NORWALK, Conn. -- Wayne Locurto wants to yank brand marketers out of their high-backed desk chairs and force them to stand and face their own products in the supermarket aisle.
"We try to do our pitches in stores whenever possible," said the president and chief executive officer of Actmedia, the nation's largest in-store advertising company. Most of the time, he observed, "you can't get them out of their offices."
On rare occasions when he can persuade marketers to take an unblinking look at how their products fare on supermarket shelves, Locurto said they are usually influenced by what they observe.
"If there is anything that would help this industry, it is to get the clients to realize what a jungle a retail store is. They look more user-friendly, but when you actually get into an aisle, there are so many products -- 30,000 SKUs in the average store. And the shopper is going to spend 21 minutes tearing through that," he said in an interview with Brand Marketing.

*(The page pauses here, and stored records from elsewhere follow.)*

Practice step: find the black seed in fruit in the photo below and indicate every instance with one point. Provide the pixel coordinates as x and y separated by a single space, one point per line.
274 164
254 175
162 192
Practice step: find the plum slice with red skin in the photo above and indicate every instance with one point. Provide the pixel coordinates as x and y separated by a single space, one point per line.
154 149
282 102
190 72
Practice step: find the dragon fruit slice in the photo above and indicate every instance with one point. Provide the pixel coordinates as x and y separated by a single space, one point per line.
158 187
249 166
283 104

Actmedia, based here, specializes in guideposts for the retail jungle. Its array of in-store media ranges from shopping cart, aisle and shelf-edge signs to point-of-purchase radio and in-store demo and merchandising programs, and to the near-ubiquitous winking red lights of the Instant Coupon Machine.
On the strength of that service offering, Actmedia occupies the lead position in the $450 million in-store marketing field, with about $220 million in revenues in 1993. That figure has doubled over the last four years while profits quadrupled, he says.

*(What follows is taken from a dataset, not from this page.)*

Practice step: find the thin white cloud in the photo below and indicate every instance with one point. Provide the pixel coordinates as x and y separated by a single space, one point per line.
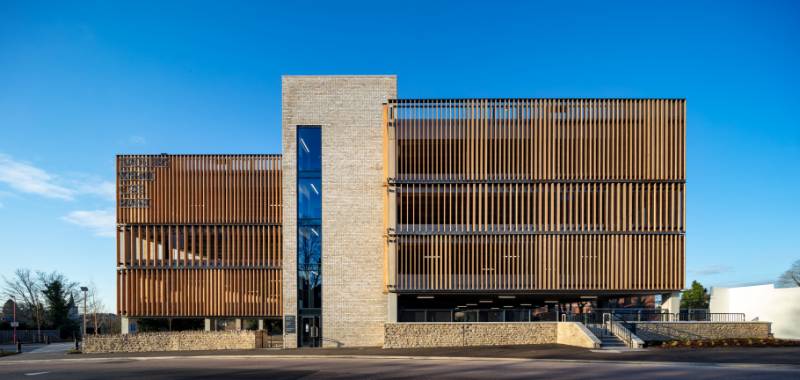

While new competitors -- some with deep pockets -- keep cropping up, Locurto said he is rooting for them all to succeed.
"I like to have some competitors out there that are trying to sell in-store marketing," he said. "We are still in our infancy, so I need a healthy Catalina out there. I need a healthy Time-Warner selling the industry, more people coming to the brand managers and promotion managers trying to sell in-store."
Despite the emphasis by some of his competitors on new high-tech products for in-store, Locurto said he is convinced that growth in the supermarket business over the next several years will come from brand marketers doing more with currently available message systems.

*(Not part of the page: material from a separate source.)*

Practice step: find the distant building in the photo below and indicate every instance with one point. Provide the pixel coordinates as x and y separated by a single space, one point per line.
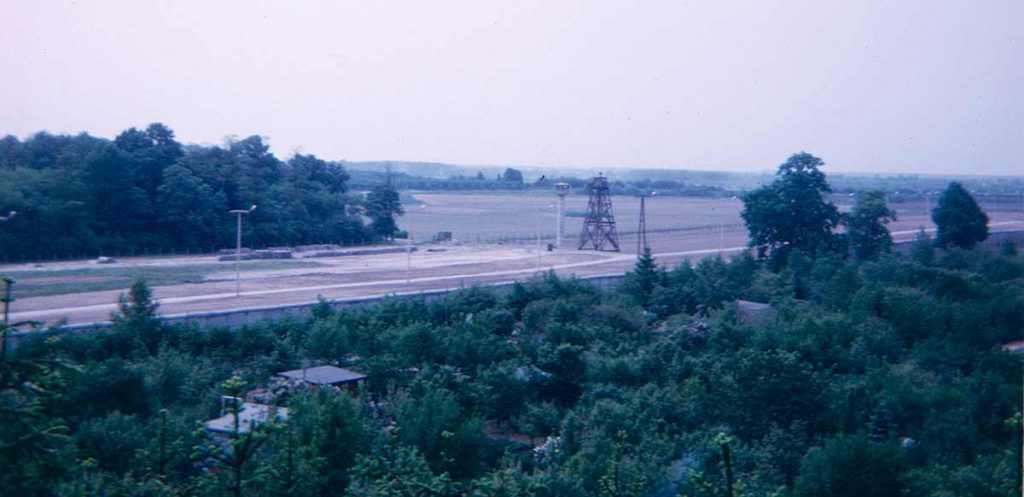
755 313
250 416
322 376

He said he guesses that in five years the in-store marketing industry will be approaching $1 billion in size.
"To double this business, you don't need new technologies, you don't need new products. It's there already. There is lots of utilization to be added. We could be two to three times our size if we just sold out what we have available."
Locurto conceded that the downward spiral in technology costs has made some high-tech media viable -- satellite-delivered audio, for example. Many others have a way to go, by his reckoning.
"Now, two things could happen. One, the cost may come down so that what used to cost $10,000 per store would costs two or three or five."
Two, if in-store became more mainstream, it could charge prices more competitive to broadcast. Currently, Actmedia advertising products sell at about 10% the cost per thousand of daytime television time.
His advice to brand marketers: "Get with it and see that what we are in this business for is to move product. If you want to be able to measure the impact of what you do, measure it at the cash register."